Service Broker is being used for messaging between a database and an application (the application has been developed in C# and runs as a Windows service on another server). The database puts messages on the queue and the application removes them.
There are two services (initiator and target) on the same SQL Server. The database (also on the same server) sends a message from the initiator service to the target service. There are 10 conversations open, corresponding to 10 threads on the application. These are long-running conversations which are only ended and replaced if needed. There are never more than 10 conversations being used.
The calling application opens a transaction (using .NET), calls a stored procedure which receives the top 1 message where the conversation ID matches the one being handled by that thread. The application commits that transaction after it's certain that there are no errors.
We expect to process about 2 messages per second per thread (20 messages per second). This rate will be constant for hours, with slow times only coming at night.
In testing on a performance-test server that has been well-provisioned with hardware, the message rate is acceptable for less than a minute. After that, the performance rapidly slows. Once the performance is fully "slowed", it takes one hour to receive 1600 message from the 10 conversations, with no more being added. "Unacceptable" does not even begin to describe this performance.

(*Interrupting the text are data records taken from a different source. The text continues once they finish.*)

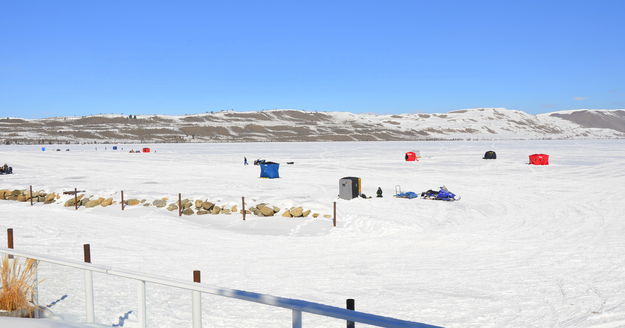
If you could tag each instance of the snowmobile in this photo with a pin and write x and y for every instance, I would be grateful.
(442, 194)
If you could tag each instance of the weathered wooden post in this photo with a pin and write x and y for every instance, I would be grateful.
(179, 204)
(89, 308)
(196, 302)
(334, 217)
(351, 306)
(243, 206)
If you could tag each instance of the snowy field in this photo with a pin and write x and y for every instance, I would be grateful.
(527, 246)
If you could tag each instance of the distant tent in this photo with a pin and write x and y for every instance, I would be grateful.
(269, 170)
(539, 159)
(490, 155)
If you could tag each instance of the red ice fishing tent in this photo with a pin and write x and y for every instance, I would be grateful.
(539, 159)
(410, 156)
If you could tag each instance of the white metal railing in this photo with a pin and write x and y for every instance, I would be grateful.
(297, 306)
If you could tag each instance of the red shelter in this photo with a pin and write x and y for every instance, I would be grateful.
(539, 159)
(410, 156)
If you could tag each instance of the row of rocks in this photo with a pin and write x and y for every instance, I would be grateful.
(189, 207)
(25, 196)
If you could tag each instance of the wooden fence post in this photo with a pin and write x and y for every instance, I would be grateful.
(89, 308)
(351, 306)
(243, 206)
(197, 302)
(334, 217)
(179, 204)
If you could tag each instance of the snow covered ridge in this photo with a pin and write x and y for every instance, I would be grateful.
(297, 125)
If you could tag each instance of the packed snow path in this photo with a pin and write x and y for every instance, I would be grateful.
(527, 246)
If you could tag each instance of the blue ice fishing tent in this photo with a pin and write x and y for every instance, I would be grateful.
(269, 170)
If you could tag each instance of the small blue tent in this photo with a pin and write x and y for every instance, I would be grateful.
(269, 170)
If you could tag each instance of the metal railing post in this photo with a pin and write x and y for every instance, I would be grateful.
(297, 319)
(141, 310)
(197, 302)
(89, 308)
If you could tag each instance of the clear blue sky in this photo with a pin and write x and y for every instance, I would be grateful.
(174, 57)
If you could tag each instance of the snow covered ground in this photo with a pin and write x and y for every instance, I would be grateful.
(527, 246)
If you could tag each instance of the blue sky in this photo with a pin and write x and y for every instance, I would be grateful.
(176, 57)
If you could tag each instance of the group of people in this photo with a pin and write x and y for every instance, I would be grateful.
(5, 169)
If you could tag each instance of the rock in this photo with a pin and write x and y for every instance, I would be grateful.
(297, 211)
(132, 202)
(159, 203)
(265, 210)
(92, 203)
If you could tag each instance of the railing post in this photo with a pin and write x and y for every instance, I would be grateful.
(179, 204)
(197, 302)
(243, 206)
(351, 306)
(297, 319)
(141, 310)
(334, 217)
(10, 240)
(88, 286)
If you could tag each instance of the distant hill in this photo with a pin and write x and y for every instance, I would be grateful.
(297, 125)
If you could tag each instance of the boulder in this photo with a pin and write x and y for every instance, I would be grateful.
(132, 202)
(159, 203)
(92, 203)
(296, 211)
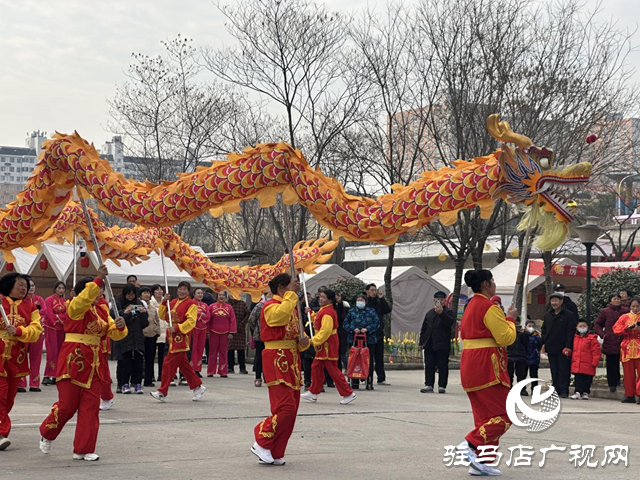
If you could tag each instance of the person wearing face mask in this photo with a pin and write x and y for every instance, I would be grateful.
(585, 357)
(628, 327)
(24, 328)
(435, 339)
(363, 319)
(534, 344)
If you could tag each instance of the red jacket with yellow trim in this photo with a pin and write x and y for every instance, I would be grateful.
(184, 315)
(77, 361)
(13, 352)
(487, 366)
(326, 341)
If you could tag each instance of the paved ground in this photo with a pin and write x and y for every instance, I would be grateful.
(393, 432)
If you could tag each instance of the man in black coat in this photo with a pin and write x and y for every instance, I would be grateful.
(558, 330)
(380, 305)
(435, 339)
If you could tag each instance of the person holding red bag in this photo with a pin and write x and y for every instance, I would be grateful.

Interestingly enough, the process generally performs well when running on local (developer machine) installations of SQL Server with the application also running locally. The local tests are limited in time and scope, but they out-perform the servers easily. It performs poorly on every "production-level" server to which it's been deployed. Code profiling indicates that almost all of the time is spent calling the stored procedure with the RECEIVE statement.
I'm not experienced in performance tuning SQL Server, but I suspect I'm about to learn that. However, the dismal performance of this process on well-provisioned servers makes me believe that the design is flawed. I do know it's nearly impossible to "tune" a poor design.
Does anyone see a smoking gun in this description? Any tips on how to proceed?